Vlaanderen leerde Wantz’ missiewerk kennen in 1930, toen hij tijdens een verlof in België rijk geïllustreerde lezingen gaf over zijn leven in China. Met succes: Wantz heette al gauw een ‘kunstfotograaf’ te zijn, die ‘de mooiste landschappen van China in beeld wist te brengen’. Een terugkeer naar het Oosten – ditmaal naar de centrale procuur in Shanghai – bleek van korte duur: in 1932 noopten gezondheidsproblemen Wantz ertoe het missiewerk definitief te staken.

Inmiddels bijna vijftig vervoegde hij de kloostergemeenschap in Luik, waar hij begin jaren 1940 vicaris werd.

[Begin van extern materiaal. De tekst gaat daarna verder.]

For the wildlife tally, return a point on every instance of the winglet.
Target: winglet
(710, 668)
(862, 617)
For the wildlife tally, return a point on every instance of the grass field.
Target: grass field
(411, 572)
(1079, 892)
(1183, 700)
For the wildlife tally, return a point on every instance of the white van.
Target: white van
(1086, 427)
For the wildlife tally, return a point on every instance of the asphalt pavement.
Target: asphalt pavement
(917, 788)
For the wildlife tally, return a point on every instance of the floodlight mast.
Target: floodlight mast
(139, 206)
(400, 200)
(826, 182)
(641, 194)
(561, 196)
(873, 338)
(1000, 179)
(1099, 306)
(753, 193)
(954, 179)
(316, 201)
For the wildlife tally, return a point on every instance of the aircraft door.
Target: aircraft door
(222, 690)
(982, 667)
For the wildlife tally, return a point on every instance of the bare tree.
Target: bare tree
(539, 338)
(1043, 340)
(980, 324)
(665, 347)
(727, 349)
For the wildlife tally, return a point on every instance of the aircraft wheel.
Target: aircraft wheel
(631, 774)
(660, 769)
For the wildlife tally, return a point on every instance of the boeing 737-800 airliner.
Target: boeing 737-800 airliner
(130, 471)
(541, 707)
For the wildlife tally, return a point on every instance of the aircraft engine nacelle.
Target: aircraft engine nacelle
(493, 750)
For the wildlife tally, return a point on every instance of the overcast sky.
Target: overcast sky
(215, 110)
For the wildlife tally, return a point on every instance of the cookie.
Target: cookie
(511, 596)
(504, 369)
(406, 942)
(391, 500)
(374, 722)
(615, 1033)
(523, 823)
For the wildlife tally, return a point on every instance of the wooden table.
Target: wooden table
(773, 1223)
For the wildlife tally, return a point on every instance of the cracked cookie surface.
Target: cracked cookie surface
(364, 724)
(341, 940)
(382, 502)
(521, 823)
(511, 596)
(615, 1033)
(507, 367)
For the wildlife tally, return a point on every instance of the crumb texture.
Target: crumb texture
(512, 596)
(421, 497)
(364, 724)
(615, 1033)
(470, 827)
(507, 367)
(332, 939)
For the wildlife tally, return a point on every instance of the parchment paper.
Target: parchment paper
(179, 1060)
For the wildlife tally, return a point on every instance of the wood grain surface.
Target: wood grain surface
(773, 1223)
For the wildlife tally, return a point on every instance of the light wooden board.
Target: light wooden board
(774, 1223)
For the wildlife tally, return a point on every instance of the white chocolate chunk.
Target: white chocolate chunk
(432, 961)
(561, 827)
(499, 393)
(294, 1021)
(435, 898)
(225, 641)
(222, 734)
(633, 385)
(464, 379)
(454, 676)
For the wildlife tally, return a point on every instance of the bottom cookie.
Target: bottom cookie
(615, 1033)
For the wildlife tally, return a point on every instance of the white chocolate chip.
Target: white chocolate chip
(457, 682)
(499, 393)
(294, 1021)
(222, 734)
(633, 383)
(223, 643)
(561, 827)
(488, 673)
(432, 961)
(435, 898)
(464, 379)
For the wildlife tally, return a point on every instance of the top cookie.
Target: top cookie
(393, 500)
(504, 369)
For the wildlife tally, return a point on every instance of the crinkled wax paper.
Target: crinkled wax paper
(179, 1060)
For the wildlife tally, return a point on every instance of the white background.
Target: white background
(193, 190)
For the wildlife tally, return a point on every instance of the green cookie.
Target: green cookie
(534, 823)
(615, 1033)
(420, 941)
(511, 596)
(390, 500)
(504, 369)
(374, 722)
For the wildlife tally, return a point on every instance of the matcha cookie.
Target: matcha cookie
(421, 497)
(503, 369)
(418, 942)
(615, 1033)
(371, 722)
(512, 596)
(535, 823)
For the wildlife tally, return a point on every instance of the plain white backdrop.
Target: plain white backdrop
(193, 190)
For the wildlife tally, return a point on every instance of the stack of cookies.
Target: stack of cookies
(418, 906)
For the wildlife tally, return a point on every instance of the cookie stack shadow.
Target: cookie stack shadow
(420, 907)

Benoemd tot praeses in Bastogne in 1944, zou Wantz zich tijdens het Ardennenoffensief bekommeren om de lokale bevolking. Op 27 oktober 1948 keerde Wantz wegens een geschil met zijn Waalse provinciaal terug naar Vlaanderen. In het minderbroedersklooster van Leuven vierde hij in 1960 zijn gouden priesterjubileum. Wantz overleed op 11 november 1968 in Mechelen.

Project PAGODE

In de overleveringsgeschiedenis van de beeldenschat van Piatus Wantz, die wordt bewaard, bestudeerd en ontsloten in KADOC-KU Leuven, begon zopas een nieuw hoofdstuk. Meer dan achthonderd foto’s werden aan de hoogste kwaliteitsnormen gedigitaliseerd, voorzien van identificatie en contextuele informatie (metadata) en online beschikbaar gemaakt. Tegelijkertijd gingen de beelden internationaal door publicatie op Europeana, de belangrijkste toegangspoort tot Europees digitaal erfgoed, waar collecties van honderden gerenommeerde archieven, musea, bibliotheken en andere organisaties geraadpleegd en – in heel wat gevallen – creatief hergebruikt kunnen worden.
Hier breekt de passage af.